On the border

Last week I met up in Brownsville, Texas, with youth from our high school program and several members of our church. Our mission was two-fold: help the small Brownsville church with some necessary repairs and cleanup, and support a rally near the border protesting the wall being built between Mexico and the United States. The rally was held on the University of Texas at Brownsville campus, and if all goes according to “plan,” the campus, along with countless private farms and communities along the frontier, will be bisected by the wall!

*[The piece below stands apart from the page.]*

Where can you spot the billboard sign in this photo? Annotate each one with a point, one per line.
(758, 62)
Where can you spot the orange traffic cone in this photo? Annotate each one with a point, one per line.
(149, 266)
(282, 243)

Not by plan, I arrived just as the cleanup operation at the Brownsville All Souls Unitarian Church was ending. I was so proud of the work our youth did: power-sanding doors, pulling up ancient linoleum, filling a dumpster with debris. Someone told me that the church hadn’t looked that good in years. It was also a delight sharing worship with the small congregation on Sunday morning where I delivered the sermon and led the hymns on guitar. I was even invited to sing my favorite Peter Mayer song, “Everything’s Holy Now,” for the offertory, something I’ve not done in a few years.

 

At the rally I also spoke, but it was a deliberate political speech and not a sermon. It made me think about the interview I had had earlier in the week with some young filmmakers working on a documentary about the separation of church and state. Isn’t speaking out on a political issue mixing the two? Should clergy get involved with politics?

A. Powell Davies, an outspoken leader on the separation of church and state, made a clear distinction between speaking out on social injustice as a community religious leader and bringing partisan politics into the church. As a prominent social activist for civil liberties, government accountability, civilian control of atomic energy, family planning, and desegregation, he was never shy about jumping into the moral issues of his time. But bringing partisan politics into the church threatens to erode the moral ground on which the church must stand. That’s why you’ll never hear me asking you to endorse a candidate or party, or even talking about my own opinions on such, from the pulpit.

It’s every citizen’s duty to watch for the issues that will move him or her to action, and in the coming months — as our church deepens its commitment to social justice through house meetings, actions, and community outreach — I encourage all of us to pick one or two actions that stir compassion in our hearts toward others. Social justice is not just an option for our religious life, it is essential to it so that all people may have a chance to live in safety and economic freedom.